JLA in the Press

William Hague earned £1.3million as the ‘David Beckham of toasting’ by making 54 speeches last year charging more than £25,000 a time
Posted on January 27, 2017

On the face of things William Hague and David Beckham would appear to have very little in common – but that did not stop Hillary Clinton making a surprising comparison between the two.

The failed Democrat presidential candidate lauded the former Conservative leader as ‘the David Beckham of toasting’ because of his success on the public speaking scene since departing the Commons.

Lord Hague, 55, dashed around the globe for 54 different engagements last year and on three occasions even managed to squeeze two into one day.

His speeches last year accounted for around £1.3million of his £2million total earnings for 2016, with an evening with Lord Hague often costing around £25,000 for a 15-minute talk and subsequent Q&A session, according to The Times.

And he has not been scared to take aim at fellow top politicians, including the current incumbent of his former role as Foreign Secretary, Boris Johnson, as well as Donald Trump and other senior figures.

At the National Business Awards, he poked fun at Boris for labelling Brexit as a ‘Titanic success’ and said of Trump ‘The problem with political jokes is that they are starting to get elected.’

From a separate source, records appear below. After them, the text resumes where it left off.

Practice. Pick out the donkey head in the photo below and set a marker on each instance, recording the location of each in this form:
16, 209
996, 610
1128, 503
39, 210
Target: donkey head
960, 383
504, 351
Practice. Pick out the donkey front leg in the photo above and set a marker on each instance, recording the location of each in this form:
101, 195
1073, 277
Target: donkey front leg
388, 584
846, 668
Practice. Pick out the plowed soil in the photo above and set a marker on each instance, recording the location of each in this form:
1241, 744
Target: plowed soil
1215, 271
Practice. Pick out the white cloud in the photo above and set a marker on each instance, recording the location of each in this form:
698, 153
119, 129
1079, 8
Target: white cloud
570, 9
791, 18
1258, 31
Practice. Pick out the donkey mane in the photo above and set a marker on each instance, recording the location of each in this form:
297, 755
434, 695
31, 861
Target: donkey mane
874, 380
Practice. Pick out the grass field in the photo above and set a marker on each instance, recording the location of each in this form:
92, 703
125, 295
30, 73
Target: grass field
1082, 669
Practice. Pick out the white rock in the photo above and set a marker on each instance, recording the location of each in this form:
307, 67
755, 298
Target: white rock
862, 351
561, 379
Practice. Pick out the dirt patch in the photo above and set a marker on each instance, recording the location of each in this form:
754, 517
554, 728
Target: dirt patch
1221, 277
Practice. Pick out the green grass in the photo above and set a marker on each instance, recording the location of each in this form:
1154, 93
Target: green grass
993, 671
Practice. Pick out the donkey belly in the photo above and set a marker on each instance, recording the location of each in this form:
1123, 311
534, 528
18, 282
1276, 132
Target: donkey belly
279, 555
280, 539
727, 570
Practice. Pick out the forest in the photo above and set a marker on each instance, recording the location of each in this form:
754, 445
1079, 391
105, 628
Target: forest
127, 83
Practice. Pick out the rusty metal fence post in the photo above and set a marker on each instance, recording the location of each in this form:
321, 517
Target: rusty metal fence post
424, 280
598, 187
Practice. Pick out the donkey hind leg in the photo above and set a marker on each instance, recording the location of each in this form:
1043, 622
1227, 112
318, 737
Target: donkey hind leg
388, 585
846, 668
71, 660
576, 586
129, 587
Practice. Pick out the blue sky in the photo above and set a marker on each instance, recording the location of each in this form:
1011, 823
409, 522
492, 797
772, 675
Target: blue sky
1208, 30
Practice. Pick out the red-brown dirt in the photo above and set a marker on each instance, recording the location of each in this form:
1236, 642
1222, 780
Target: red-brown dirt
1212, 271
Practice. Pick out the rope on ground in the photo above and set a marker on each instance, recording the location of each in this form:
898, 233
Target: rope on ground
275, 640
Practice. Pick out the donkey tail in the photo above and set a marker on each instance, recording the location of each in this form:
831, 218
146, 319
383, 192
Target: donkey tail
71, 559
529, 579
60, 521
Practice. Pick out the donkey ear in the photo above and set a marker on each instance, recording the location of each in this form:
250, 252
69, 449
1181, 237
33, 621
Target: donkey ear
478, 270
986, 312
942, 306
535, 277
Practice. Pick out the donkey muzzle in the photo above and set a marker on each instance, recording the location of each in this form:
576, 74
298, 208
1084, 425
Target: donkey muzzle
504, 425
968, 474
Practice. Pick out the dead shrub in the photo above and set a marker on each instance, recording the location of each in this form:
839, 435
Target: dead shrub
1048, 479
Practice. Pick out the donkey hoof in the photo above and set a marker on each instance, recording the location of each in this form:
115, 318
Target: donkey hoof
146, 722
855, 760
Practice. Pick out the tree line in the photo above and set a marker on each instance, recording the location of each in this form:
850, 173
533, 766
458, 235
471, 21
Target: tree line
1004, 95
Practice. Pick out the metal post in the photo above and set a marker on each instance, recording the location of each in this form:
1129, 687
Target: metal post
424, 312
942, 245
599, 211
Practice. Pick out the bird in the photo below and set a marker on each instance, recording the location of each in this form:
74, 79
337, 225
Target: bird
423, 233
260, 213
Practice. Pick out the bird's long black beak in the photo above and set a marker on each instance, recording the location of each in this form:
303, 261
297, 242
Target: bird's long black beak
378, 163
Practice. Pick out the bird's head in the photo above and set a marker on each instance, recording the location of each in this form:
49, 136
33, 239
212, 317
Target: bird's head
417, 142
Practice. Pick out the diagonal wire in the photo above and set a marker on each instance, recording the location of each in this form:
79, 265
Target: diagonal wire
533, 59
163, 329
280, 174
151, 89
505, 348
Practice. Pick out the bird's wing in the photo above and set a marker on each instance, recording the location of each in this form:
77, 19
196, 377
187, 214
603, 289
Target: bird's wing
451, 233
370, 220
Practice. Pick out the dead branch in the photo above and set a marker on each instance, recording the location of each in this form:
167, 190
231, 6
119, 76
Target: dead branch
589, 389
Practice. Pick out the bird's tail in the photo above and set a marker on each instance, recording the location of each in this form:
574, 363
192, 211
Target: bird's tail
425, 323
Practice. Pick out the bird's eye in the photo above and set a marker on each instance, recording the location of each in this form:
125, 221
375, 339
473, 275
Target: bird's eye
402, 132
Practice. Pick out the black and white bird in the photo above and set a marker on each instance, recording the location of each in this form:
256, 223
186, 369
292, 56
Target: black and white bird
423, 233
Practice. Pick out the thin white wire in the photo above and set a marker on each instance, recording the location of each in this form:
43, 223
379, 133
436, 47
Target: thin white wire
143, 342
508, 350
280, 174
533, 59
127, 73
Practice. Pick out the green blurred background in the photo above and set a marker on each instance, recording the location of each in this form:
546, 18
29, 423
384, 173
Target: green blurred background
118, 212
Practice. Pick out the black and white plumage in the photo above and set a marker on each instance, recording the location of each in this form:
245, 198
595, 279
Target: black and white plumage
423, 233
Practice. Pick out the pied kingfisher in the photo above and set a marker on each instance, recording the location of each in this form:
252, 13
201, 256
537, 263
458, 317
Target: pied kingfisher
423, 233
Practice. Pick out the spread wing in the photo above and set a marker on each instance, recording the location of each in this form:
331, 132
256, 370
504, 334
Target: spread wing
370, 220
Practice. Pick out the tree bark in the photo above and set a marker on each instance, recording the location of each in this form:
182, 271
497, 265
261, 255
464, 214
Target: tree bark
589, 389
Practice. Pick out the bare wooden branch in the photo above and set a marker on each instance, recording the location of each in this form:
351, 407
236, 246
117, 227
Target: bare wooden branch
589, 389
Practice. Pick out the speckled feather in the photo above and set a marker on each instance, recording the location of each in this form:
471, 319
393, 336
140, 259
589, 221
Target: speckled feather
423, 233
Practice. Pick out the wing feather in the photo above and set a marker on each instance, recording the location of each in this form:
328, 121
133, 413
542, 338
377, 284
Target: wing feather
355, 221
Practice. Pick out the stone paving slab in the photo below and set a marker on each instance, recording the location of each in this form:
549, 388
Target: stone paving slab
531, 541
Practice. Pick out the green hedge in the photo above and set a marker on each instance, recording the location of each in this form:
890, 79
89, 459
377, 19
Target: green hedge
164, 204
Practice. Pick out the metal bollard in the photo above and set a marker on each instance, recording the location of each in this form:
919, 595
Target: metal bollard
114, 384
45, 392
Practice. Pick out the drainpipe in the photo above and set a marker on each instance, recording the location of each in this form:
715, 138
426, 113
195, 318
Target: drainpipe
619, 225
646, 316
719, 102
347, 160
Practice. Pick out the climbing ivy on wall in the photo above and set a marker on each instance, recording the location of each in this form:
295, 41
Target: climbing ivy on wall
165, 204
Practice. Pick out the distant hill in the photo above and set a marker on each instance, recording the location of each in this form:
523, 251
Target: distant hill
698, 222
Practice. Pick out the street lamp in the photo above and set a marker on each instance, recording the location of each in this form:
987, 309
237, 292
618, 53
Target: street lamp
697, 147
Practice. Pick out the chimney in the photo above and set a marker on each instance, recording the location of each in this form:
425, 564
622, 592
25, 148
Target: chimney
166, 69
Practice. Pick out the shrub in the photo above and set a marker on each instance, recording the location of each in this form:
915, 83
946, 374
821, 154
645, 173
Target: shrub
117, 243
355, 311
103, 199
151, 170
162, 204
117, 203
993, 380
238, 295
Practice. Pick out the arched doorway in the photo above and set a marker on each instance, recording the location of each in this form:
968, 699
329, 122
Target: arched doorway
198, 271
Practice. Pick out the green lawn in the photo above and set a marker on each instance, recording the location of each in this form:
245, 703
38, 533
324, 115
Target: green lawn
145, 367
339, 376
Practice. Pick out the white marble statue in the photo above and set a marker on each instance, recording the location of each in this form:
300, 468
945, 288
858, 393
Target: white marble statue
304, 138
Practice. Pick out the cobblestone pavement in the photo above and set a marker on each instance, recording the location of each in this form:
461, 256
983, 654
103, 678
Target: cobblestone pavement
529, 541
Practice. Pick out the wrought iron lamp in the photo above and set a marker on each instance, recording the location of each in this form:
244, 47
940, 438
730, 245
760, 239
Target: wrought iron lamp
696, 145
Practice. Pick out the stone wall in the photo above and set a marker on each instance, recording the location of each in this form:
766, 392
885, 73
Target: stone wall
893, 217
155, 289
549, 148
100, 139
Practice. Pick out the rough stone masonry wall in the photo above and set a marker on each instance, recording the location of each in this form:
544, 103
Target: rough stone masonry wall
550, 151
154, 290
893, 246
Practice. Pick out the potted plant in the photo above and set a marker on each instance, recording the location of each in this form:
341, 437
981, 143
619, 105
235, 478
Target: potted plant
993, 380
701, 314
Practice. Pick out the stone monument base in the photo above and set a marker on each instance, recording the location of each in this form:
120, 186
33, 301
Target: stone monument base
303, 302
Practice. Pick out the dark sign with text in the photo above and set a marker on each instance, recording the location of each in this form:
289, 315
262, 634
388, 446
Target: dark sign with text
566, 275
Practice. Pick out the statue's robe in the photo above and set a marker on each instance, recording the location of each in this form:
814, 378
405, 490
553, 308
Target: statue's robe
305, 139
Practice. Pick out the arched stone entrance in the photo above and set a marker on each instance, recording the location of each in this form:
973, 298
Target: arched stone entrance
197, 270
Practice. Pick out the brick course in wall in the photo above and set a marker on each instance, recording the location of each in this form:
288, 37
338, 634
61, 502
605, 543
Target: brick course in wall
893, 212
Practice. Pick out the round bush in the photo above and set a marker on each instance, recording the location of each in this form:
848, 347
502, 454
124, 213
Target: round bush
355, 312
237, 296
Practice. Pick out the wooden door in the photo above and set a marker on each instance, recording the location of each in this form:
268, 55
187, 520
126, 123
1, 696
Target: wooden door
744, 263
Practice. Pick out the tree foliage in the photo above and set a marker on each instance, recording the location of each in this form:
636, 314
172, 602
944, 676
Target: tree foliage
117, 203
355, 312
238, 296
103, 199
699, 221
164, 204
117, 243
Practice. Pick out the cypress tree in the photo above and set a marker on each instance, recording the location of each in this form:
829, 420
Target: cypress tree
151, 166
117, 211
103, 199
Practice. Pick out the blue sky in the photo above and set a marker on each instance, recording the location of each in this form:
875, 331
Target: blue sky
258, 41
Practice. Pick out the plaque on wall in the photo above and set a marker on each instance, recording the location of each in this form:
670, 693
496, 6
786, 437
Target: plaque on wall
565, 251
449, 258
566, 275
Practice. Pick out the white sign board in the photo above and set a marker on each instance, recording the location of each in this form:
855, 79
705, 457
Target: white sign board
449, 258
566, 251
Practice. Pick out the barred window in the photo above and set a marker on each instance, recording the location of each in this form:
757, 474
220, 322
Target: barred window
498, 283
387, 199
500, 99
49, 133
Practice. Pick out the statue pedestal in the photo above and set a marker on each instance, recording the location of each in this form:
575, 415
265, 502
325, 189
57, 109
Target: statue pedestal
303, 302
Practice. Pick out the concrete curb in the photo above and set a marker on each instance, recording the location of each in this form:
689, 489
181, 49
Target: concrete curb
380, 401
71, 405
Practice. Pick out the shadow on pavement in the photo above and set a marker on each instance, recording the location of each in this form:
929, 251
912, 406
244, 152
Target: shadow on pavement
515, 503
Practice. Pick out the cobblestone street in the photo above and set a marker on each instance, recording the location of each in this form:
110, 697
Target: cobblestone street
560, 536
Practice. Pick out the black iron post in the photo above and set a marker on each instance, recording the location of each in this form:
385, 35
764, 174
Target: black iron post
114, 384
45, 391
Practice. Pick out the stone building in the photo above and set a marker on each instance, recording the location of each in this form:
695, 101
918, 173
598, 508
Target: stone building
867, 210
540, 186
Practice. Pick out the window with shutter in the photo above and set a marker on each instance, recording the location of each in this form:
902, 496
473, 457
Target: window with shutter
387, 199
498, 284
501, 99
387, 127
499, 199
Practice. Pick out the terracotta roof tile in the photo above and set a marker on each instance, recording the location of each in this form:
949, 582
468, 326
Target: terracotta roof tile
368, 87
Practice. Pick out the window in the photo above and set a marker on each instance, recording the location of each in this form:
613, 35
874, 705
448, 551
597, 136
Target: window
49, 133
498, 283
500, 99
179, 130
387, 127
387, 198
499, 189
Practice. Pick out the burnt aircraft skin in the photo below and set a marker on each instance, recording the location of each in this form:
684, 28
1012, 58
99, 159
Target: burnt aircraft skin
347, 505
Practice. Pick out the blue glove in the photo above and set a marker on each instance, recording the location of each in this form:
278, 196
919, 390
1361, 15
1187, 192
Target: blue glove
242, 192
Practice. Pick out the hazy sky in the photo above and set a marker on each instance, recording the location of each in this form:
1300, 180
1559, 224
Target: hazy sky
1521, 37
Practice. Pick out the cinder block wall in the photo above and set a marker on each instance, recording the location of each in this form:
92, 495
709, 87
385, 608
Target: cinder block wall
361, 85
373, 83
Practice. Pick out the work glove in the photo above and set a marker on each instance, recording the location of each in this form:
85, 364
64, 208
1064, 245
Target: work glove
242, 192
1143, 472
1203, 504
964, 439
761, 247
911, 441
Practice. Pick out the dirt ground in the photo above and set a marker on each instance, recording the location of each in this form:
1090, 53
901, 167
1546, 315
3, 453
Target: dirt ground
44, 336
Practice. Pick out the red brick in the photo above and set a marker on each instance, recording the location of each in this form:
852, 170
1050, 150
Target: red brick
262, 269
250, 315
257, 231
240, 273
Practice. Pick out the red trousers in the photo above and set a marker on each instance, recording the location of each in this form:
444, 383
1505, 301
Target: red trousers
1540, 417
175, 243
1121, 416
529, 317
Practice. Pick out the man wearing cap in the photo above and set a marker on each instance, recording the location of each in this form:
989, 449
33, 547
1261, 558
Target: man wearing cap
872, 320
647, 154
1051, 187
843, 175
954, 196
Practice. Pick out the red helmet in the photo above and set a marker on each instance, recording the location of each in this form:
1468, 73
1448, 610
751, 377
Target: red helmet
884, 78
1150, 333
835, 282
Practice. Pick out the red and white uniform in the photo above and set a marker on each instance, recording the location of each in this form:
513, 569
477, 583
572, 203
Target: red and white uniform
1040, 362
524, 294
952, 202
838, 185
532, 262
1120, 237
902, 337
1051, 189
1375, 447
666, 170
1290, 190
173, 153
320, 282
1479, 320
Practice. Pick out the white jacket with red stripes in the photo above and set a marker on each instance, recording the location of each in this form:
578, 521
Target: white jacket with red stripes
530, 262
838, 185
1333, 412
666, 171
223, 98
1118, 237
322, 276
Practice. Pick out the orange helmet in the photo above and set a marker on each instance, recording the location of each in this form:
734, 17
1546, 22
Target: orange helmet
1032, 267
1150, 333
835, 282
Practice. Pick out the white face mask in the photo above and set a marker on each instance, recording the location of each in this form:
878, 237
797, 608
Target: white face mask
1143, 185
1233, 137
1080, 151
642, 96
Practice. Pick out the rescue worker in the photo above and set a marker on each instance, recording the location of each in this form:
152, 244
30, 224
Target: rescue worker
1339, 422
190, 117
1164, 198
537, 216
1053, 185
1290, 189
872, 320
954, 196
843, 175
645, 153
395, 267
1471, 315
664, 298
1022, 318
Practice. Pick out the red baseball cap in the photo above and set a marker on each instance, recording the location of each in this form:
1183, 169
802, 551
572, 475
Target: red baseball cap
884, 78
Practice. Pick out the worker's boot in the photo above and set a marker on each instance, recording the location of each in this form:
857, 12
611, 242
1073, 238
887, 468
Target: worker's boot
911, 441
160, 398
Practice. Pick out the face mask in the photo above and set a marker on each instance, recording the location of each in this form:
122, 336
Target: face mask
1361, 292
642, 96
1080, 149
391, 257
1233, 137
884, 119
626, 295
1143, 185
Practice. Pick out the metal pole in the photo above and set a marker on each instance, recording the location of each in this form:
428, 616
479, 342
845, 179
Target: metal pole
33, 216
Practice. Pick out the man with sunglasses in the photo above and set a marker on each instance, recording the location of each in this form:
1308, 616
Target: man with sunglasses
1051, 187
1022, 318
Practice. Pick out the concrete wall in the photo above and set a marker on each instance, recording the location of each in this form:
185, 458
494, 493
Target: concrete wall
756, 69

Lord Hague’s speeches are organised through the JLA agency, which rates him as a ‘AA’ speaker.

That is the highest cost band, with a price per speech of more than £25,000.

The former Foreign Secretary has even racked up enough air miles to take him more than twice around the world.

Speeches have proved an extremely popular way for MPs to cash in when they step away from the limelight, with George Osborne the latest to jump on the bandwagon following his dismissal as Chancellor.

Since his sacking last July, he has already amassed more than £600,000 from public appearances.

But this was met by criticism, given that he is still the serving MP for Tatton. Former chairman of the Committee on Standards in Public Life, said: ‘The public expect MPs to allocate their time representing their constituents’ interests, not building up a massive income.’

And former Prime Minister David Cameron, who is no longer in the Commons at all, was paid an eye-watering £120,000 to speak for just one hour talk to Blackstone Properties in New York.

Meanwhile, Tony Blair has gone on to make an estimated fortune of £27 million since leaving frontline politics.

A spokesman for Lord Hague declined to comment on the figures yesterday.